Twelve years later, I moved west and began working in Taos, New Mexico, the legendary high-desert town of Agnes Martin, Georgia O’keeffe and D.H. Lawrence.
My Taos studio was a shack with no running water or insulation. It had a plywood roof that leaked like a sieve during the spring snow melt. But it had a splendid view of Taos Mountain and intrepid clients found adventure in the pilgrimage to see my work. It was an isolated haven of creativity.
During that time, I was exposed to Native Indian culture and ideas that influenced my view of our responsibility for the stewardship of nature. Ecological concerns had always been a part of my motivation to create images of animals, but I began finding a way to express a deeper message even as I developed practical solutions to the problems of building sculpture.
In Taos I met Larry Bell who had studios in both Taos and Venice Beach, California. In his Taos workshop Bell showed me how he created metallic finishes on glass and paper using a hi-tech process called thin film deposition. Larry had a coterie of counter-culture artist friends in Taos that included Dennis Hopper, Ken Price, Dean Stockwell and Ronald Davis. When I visited Larry at his studio in Venice Beach, I began to see the possibilities of living and working in Southern California. In 2010, I left Taos and moved to Los Angeles.
After exploring the glitzy, garish LA art scene, I went into the studio and destroyed many of my early works. I began to gravitate toward abstraction. I started work on a series of assemblage orbs made from discarded stainless steel objects – pots, pans, hubcaps and pet bowls.

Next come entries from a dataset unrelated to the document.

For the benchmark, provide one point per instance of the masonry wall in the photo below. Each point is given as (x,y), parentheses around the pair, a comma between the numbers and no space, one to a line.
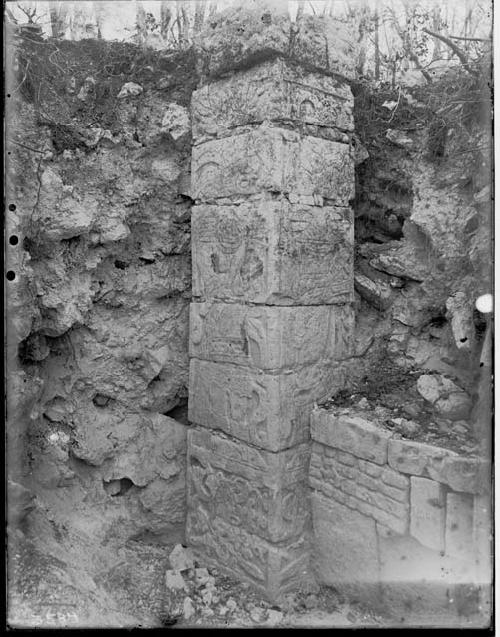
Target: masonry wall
(401,524)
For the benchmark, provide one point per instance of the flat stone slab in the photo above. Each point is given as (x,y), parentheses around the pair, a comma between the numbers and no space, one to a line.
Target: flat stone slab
(273,252)
(268,337)
(345,544)
(470,475)
(417,458)
(263,492)
(375,491)
(428,511)
(270,159)
(354,434)
(270,411)
(274,91)
(459,525)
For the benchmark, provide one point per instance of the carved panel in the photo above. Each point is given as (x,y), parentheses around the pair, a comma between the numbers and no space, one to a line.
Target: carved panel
(274,160)
(270,411)
(273,91)
(269,337)
(273,252)
(273,569)
(250,488)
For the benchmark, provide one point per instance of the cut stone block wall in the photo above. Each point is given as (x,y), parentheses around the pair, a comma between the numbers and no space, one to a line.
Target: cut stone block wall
(401,523)
(271,320)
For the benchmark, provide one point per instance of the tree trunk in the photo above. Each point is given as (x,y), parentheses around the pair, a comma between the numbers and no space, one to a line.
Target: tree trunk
(300,10)
(377,46)
(165,19)
(199,15)
(141,23)
(436,26)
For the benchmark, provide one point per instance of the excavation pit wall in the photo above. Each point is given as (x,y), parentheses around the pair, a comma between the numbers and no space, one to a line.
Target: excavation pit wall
(271,320)
(400,525)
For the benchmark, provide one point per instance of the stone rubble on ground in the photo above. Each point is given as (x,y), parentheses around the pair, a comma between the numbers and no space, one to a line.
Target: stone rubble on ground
(181,558)
(129,89)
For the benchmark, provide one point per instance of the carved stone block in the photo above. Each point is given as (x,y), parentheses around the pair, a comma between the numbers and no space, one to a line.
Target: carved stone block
(274,91)
(354,434)
(273,252)
(270,411)
(270,337)
(274,569)
(270,159)
(262,492)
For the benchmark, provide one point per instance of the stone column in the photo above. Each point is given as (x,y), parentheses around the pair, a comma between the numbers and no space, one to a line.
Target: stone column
(271,318)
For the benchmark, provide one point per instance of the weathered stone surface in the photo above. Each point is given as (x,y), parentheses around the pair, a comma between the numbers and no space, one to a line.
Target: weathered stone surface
(351,484)
(377,293)
(255,30)
(345,546)
(273,252)
(270,337)
(271,411)
(262,492)
(447,398)
(482,537)
(471,475)
(176,121)
(354,434)
(274,91)
(418,458)
(459,521)
(274,160)
(417,582)
(274,569)
(427,514)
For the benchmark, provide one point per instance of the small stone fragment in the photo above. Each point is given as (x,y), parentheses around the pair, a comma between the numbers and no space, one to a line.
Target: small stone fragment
(174,580)
(129,89)
(189,609)
(398,138)
(176,121)
(363,403)
(274,617)
(181,558)
(231,605)
(201,577)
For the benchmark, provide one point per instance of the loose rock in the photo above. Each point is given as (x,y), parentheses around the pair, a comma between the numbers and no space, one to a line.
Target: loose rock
(181,558)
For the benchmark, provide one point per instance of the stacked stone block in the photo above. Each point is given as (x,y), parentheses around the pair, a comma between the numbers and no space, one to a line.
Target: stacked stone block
(271,318)
(406,523)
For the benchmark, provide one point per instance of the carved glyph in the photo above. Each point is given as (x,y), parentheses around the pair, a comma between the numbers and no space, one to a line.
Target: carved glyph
(269,410)
(269,337)
(273,252)
(270,159)
(275,91)
(269,500)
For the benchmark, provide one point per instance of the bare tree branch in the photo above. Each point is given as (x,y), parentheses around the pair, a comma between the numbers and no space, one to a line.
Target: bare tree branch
(457,50)
(457,37)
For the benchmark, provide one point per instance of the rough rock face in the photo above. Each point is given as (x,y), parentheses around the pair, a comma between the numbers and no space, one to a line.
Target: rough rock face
(99,311)
(422,250)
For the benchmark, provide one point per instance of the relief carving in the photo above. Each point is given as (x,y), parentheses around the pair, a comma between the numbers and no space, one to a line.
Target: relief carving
(274,91)
(290,254)
(272,160)
(271,411)
(271,512)
(269,337)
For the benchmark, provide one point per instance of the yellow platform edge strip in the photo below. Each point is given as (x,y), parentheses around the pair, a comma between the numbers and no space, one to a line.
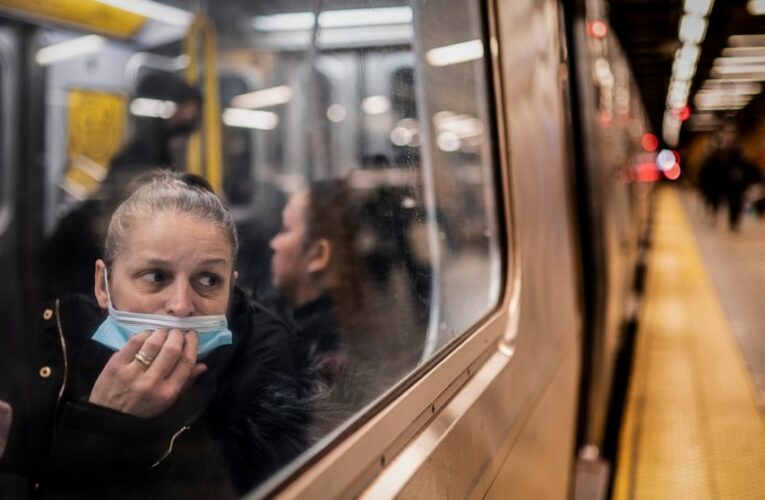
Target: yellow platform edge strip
(692,426)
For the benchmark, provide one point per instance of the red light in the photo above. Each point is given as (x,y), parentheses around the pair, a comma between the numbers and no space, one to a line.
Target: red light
(673,173)
(684,113)
(649,142)
(597,28)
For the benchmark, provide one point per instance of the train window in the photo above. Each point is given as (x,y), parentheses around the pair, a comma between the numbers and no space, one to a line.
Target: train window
(357,167)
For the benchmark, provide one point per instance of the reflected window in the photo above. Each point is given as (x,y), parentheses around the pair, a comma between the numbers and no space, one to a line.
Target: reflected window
(358,172)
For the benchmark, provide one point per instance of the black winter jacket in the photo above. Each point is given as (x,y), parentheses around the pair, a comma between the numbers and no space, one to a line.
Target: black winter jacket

I first developed this curious pack-rat technique of joining dissimilar objects together in Taos, but in LA I began using it to make non-objective forms. I called these conglomerations of objects, “midden” sculptures. The term midden refers to a dump for domestic waste which may consist of animal bone, botanical material, vermin, shells, shards and other artifacts and ecofacts associated with past human occupation. In a consumer culture that promotes materialistic excess evidenced by conspicuous over consumption, planned obsolescence, hoarding and the production of massive amounts of garbage, the midden work offered a new perspective on the pervasive cycle of production, consumption, and destruction.